Hogan launched the bitter attack on the Sinn Fein candidate for the Irish presidency in an interview with the Sunday Independent newspaper.
He has gone so far as to claim that a success for McGuinness at the polls would leave Ireland looking like a ‘banana republic.'
Environment Minister Hogan said: “Putting Mr McGuinness in charge of this State would leave us looking like a Banana Republic which could denude Ireland of serious levels of corporate investment within 24 months.”
He then claimed that American investment in Ireland would be seriously damaged by a McGuinness success.
“US multinationals would be appalled at the message this would send,” continued Minister Hogan.
“Our competitors for multi-national investment, who are across the water, would not be slow to start whispering about the terrorist in the Park.
“The United States is understandably hostile to the notion of former terrorists, who were once close to regimes such as Libya, holding the Presidency.

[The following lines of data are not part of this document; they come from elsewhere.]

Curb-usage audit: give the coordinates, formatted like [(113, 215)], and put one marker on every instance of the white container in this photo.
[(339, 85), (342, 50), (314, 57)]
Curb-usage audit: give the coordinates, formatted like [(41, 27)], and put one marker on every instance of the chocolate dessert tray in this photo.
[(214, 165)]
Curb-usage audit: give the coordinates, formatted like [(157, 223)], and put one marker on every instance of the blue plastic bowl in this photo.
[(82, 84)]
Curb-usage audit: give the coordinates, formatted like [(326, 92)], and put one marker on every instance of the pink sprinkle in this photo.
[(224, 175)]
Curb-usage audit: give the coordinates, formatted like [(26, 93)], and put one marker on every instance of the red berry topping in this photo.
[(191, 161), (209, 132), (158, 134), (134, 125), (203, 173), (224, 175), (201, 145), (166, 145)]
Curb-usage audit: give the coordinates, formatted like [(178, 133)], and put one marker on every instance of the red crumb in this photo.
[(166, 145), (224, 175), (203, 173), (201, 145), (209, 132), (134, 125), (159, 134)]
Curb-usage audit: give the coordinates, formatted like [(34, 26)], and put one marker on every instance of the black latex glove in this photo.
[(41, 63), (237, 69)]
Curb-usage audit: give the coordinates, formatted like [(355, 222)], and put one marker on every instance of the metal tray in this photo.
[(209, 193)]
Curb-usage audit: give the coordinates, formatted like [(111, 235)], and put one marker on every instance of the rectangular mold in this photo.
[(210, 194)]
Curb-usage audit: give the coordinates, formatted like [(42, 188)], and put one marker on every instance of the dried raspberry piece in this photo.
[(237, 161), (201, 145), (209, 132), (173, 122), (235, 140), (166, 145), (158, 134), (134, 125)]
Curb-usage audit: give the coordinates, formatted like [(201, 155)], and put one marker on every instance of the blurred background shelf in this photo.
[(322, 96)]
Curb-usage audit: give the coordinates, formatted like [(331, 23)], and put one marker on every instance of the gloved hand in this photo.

Such an outcome could denude Ireland of serious levels of corporate investment within 24 months.
“Electing McGuinness could do irreparable harm to Ireland’s international reputation. We have spent six hard months dragging Ireland’s name out of the gutter.
“The results of this are being seen in our decreasing bond yields, by the real likelihood that at some point in the next three years we will be in Dublin Airport saying goodbye to the Troika.
“But should we elect a President, as ambassador of this State, with a past that is as murky as McGuinness’s, we will undo all that work.”
Unlike his party leader and PM Enda Kenny, Hogan has not been slow to criticize McGuinness and his role as an IRA man in the Troubles.
The Minister added: “We would not be just electing Mr McGuinness as President. We would be legitimizing a lot of very shadowy people hanging around the fringes of Mr McGuinness.
“Could we assume, for example, that close associates of Mr McGuinness such as Mr Slab Murphy would not be invited to special garden parties in the Aras?
(Murphy is a former suspected IRA leader long suspected of fraud on a massive scale)
“A constitutional crisis could arise, should further information in relation to the murky past of Mr McGuinness emerge.
“The absence of an impeachment process within the Irish Constitution means that we could be heading for an unprecedented stand-off - where both Houses would vote ‘no confidence’ in Mr McGuinness but he would refuse to resign.”
Hogan denied his comments were propaganda at a time when Fine Gael’s own candidate Gay Mitchell is struggling in the opinion polls.
He claimed: “This is not a case of the gloves being off or black propaganda. It is, instead, a case of facts being made clear and hard truths being said.”
The Fine Gael Minister then claimed that the election of McGuinness could damage the economic recovery programme currently being pursued by the Irish government.
“Mr McGuinness as President could lead to a series of rows that would distract both the Government and the Presidency from the critical need to act in a coherent, unified way to rebuild a shattered state,” he said.
“We cannot afford to dissipate our energies in a series of futile wars centered on using the Presidency to advance the objectives of a political party rather than the country itself.
“By electing Mr McGuinness, Ireland would be taking a dangerous chance in a scenario where we have six other choices.”
Whilst the Minister did acknowledge McGuinness’s role in the peace process, he felt this should not be a factor in the election.
“This is not the time to take the chance of putting a Sinn Fein President in the Aras. We still have not fully moved on in the manner we need to,” said Hogan.
“There is too much unfinished business surrounding Mr McGuinness. Anything from his past could blow up.
“It is entirely possible new information about the acts of Mr McGuinness could lead to a constitutional crisis where all parties, except Sinn Fein, reach a position where it is not tolerable for Mr McGuinness to represent the Irish people.
“The absence of an impeachment process within the Irish Constitution means we could be heading for an unprecedented stand-off.
“This is a matter of a fundamental philosophical conflict. We are State builders. Sinn Fein, in contrast, up to very recently, have been State wreckers.”